A Twitter tempest

We cannot safeguard the hard-won right of freedom of press by flouting journalistic principles and values

January 22, 2018 12:15 am | Updated 12:15 am IST

It is rather disturbing to find Twittererati framing the refusal of Jignesh Mevani, a newly elected Member of the Gujarat Legislative Assembly, to speak to a section of media in Chennai last week as a freedom of press debate. Mr. Mevani had taken objection to the presence of Republic TV’s microphone at the event. Dawood Mian Khan, founder of the Quaide Milleth International Academy of Media Studies and the host of the event, and activist Nityanand Jayaraman, in a press release and an article for the news website, thewire.in, respectively, have explained the sequence of events and have established clearly that it was not a press conference but an impromptu interaction.

In July 1988, Prime Minister Rajiv Gandhi introduced a defamation bill that sought to create new offences of “criminal imputation” and “scurrilous writings”. As a young reporter, I was a part of the nationwide agitation that forced the government to withdraw the bill. Later, I played a role against the Tamil Nadu Legislative Assembly’s decision to invoke an uncodified privilege to punish journalists. This note is in anticipation of questions indulging in whataboutery. As a journalist, I not only cherish the freedom of the press but I am also committed to protecting it from multiple assaults. However, my notion of press freedom does not circumscribe all other freedoms.

Ethical journalism

I learnt about fairness in journalism from Aidan White of the Ethical Journalism Network. He makes an important distinction between free expression and journalism: “Journalism is not free expression, it is a constrained expression — you can’t just say whatever you want to say.” According to him, good journalism is guided by truth, independence, impartiality, accountability, and humanity.

Journalistic freedom is inextricably and inalienably linked to good practices and it has no space for any kind of witch-hunt or targeted slander. How do we understand some of the prime-time television programmes nowadays? Do they uphold any of the principles of journalism? Can we call gladiatorial sport, which is designed to draw blood rather than hold those in power accountable, journalism, and accord all the privileges that are inherent to a free press to it? Can a channel that advocates the abrogation of others’ freedom invoke the freedom of press argument when someone chooses not to speak to it? What happens to the rights of individuals, including of political activists, to choose who they don’t want to talk to and avoid in their private space? Is it right to invoke the rules of a press meet, which has to be open and non-discriminatory across media houses and platforms, to an informal discussion forum?

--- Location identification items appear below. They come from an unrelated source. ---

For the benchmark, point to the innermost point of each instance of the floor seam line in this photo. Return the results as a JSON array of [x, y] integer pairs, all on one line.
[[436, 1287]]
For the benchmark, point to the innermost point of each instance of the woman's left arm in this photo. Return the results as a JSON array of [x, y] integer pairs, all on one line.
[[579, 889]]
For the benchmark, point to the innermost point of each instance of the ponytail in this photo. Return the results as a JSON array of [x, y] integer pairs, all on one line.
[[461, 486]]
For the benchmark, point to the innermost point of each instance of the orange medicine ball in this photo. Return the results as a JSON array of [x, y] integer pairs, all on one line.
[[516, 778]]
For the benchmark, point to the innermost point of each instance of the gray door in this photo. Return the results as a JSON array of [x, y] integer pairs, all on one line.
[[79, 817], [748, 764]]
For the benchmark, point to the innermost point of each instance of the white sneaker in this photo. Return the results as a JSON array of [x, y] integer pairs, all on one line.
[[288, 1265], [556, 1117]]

On tolerance and intolerance

This column has been a champion for the means of journalism as much as it is about fair and accurate journalistic content. John Rawls, the celebrated moral and political philosopher, has dealt with one of the salient issues which arose from the Mevani versus Republic TV debate. In A Theory of Justice , he explained the vexatious question of tolerating intolerance: “First, there is the question whether an intolerant sect has any title to complain if it is not tolerated; second, under what conditions tolerant sects have a right not to tolerate those which are intolerant; and last, when they have the right not to tolerate them, for what ends it should be exercised.” Professor Rawls, a champion of tolerance, agreed to a small window for the tolerant to curb the intolerant: “While an intolerant sect does not itself have title to complain of intolerance, its freedom should be restricted only when the tolerant sincerely and with reason believe that their own security and that of the institutions of liberty are in danger.” His argument was that the just should be guided by the principles of justice and not by the fact that the unjust cannot complain.

One has learnt to acknowledge that most principles get refined over a period of time. For instance, the Supreme Court, which defined Article 21 in a narrow manner in the early 1950s in the A.K. Gopalan v. the State of Madras case, expanded its scope to bring in due process as an essential element in the Maneka Gandhi v. Union of India case in 1978. Freedom of press is of paramount importance and should be guarded at all cost. We cannot safeguard this hard-won right by flouting journalistic principles and values.